Jeff Henderson knew at age 7 that he wanted “the house on the hill with the white picket fence.” Growing up in South Central Los Angeles under the watchful eyes of his mother and grandparents, Henderson was treated as “the man of the house” — an expectation that fueled his desire to provide for his family, by any means necessary, it turned out.
“My dream was fueled by poverty,” Henderson told TCEA 2013 attendees in an afternoon keynote address on Thursday, Feb. 7. “Our mindset is shaped and dictated by what we see, hear and experience on a daily basis. My grandfather wasn’t asking me if I had done my homework. He was taking me out to work.”
Henderson acknowledged that he soon became addicted to making money, eschewing his education along the way.
“When you have blinders on, you don’t see the value of education, of information,” he explained. “Education has an element of delayed gratification to it,” and when your goal is to make as much money as you can, as quickly as you can, “it’s hard to wait.”
By the time Henderson was in high school, he had a new purpose: to become a drug dealer. “But I wasn’t going to be an ordinary drug dealer; I was going to be an extraordinary one,” he said. And he was: By age 19, he was a millionaire, dealing first in marijuana and later crack cocaine. He never took drugs himself, nor did he engage in the gang violence so common on the streets where he lived.
But his “poor choices,” as he described them, cost him: In 1988, Henderson was indicted by the federal government on drug charges and spent nearly a decade in prison.
Whipping Up a New Worldview
Ironically, Henderson found his true passion during his incarceration. “I’ve always said, ‘I got rescued from the streets, not arrested,’” he told conference-goers. “At first, I played the blame game, but there’s no ‘aha’ moment to having a personal transformation. There are seeds that have to be planted for everything we do.”
While working in the prison kitchen, Henderson learned to cook — and realized he loved it.
“Food is one of the most important things to a person who’s incarcerated,” he explained to ABC News when chosen as its “Person of the Week” in October 2008.
Slowly but surely, the “blinders began to come off,” Henderson told the TCEA crowd, and he began to see the world differently and to think differently.
“I turned prison into federal university,” he said, using that time not only to earn his GED, but also to become “laser-focused” on reinventing himself.
“You have best practices that you live by when you’re on the streets,” he explained. “All you’ve got to do is change the product, and there’s no stopping you. In this case, the product was me.”
Upon his release in October 1996, Henderson focused on becoming a chef. He started out as a dishwasher in the kitchen of Chef Robert Gadsby, and then worked as a sous chef at the Coronado Island Marriott in San Diego and as chef tournant and banquet chef at the Hotel Bel-Air in Los Angeles.

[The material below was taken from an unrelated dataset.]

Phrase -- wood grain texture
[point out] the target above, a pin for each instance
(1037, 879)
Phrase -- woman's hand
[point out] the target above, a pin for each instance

When he was hired by Caesar’s Palace in Las Vegas, he became the first African-American Chef de Cuisine to run its restaurants. In 2001, the American Tasting Institute named Henderson Las Vegas Chef of the Year, and he eventually went on to work as executive chef at Café Bellagio.
Today, Henderson hosts his own show, The Chef Jeff Project, on the Food Network and is a regular on the speaker circuit. His 2007 memoir, Cooked: My Journey From the Streets to the Stove, was a New York Times bestseller and is being turned into a feature film starring Will Smith.
As Henderson explained to TCEA attendees, “It’s never too late to turn your life around.” As educators, he said, “It’s your responsibility to help every student connect to the American Dream. Going to the best college doesn’t necessarily guarantee that you’ll achieve that dream.”
Young people need to understand that “they can become anything they want to be, that they were born with a gift. Everyone was born with a gift. A gift is the one, two or three things that a person does at a very high level with the least amount of effort,” Henderson said.
Once a student identifies his or her gift — with the help of a dedicated teacher, he added — the sky’s the limit.